The mother of an Australian teenager jailed in Cambodia for heroin trafficking has accused Australian police of tipping off their Cambodian counterparts rather than arresting her son in Australia after she informed them of his activities.
Hong Ta said she notified police when she suspected her son, Gordon Vuong, was about to act as a drug mule, and that she had hoped the police would use her information to stop her son before he left the country, the Australian Broadcasting Corporation reported Wednesday.
Gordon Vuong, who was 16 at the time, was arrested at Phnom Penh International Airport in 2005, with 2.1 kg of heroin, as he tried to leave the country. He is currently serving 13 years at Prey Sar prison.
An Australian Embassy spokesman declined to comment. Asked about the reports, Interior Ministry spokesman Lieutenant General Khieu Sopheak said he had no new information on the Vuong case.
Vuong’s lawyer claimed the Australian Federal Police had betrayed his client’s trust after the teenager’s mother went to police in an attempt to stop her son from smuggling drugs, the Australian Associated Press reported.

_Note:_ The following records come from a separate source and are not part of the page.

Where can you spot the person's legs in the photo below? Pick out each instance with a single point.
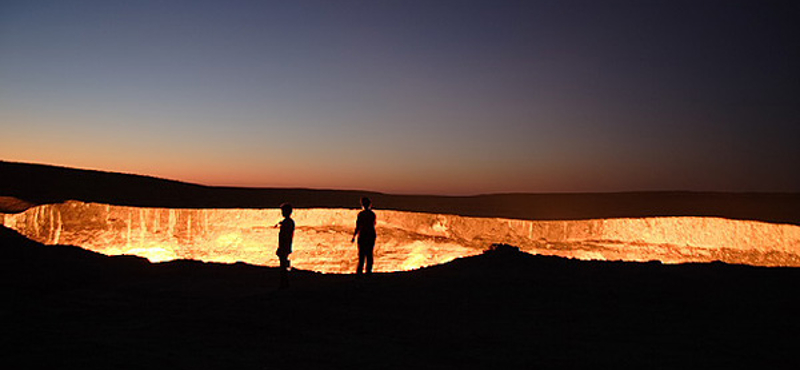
(367, 249)
(361, 258)
(284, 271)
(369, 262)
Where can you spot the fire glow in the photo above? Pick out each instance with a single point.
(406, 240)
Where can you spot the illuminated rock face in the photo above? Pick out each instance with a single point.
(406, 240)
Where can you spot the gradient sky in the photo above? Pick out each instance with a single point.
(439, 97)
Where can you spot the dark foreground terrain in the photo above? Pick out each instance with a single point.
(69, 308)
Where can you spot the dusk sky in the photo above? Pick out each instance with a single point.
(436, 97)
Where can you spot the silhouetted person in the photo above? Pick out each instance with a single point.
(285, 237)
(365, 231)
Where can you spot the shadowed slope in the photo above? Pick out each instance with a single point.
(69, 307)
(49, 184)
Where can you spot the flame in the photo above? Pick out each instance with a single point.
(406, 240)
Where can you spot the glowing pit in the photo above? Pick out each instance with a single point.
(406, 240)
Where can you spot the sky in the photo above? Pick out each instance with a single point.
(417, 97)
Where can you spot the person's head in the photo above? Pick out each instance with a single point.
(366, 203)
(286, 209)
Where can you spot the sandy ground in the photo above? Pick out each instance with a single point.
(66, 307)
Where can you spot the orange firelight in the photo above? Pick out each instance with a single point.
(406, 240)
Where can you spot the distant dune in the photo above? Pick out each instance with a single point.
(41, 184)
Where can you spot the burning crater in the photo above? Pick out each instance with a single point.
(406, 240)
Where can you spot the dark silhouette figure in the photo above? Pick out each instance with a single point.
(285, 237)
(365, 231)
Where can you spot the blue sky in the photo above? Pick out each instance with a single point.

According to AAP, Australian Justice Minister Chris Ellison denied that Australia tipped off Cambodian police. But ABC ran a contradictory report, in which Ellison confirmed that the AFP had provided information to Cambodia. “Police replied with the information that they had in relation to Gordon Vuong,” ABC quoted Ellison as saying, adding that he stood by his officers’ actions.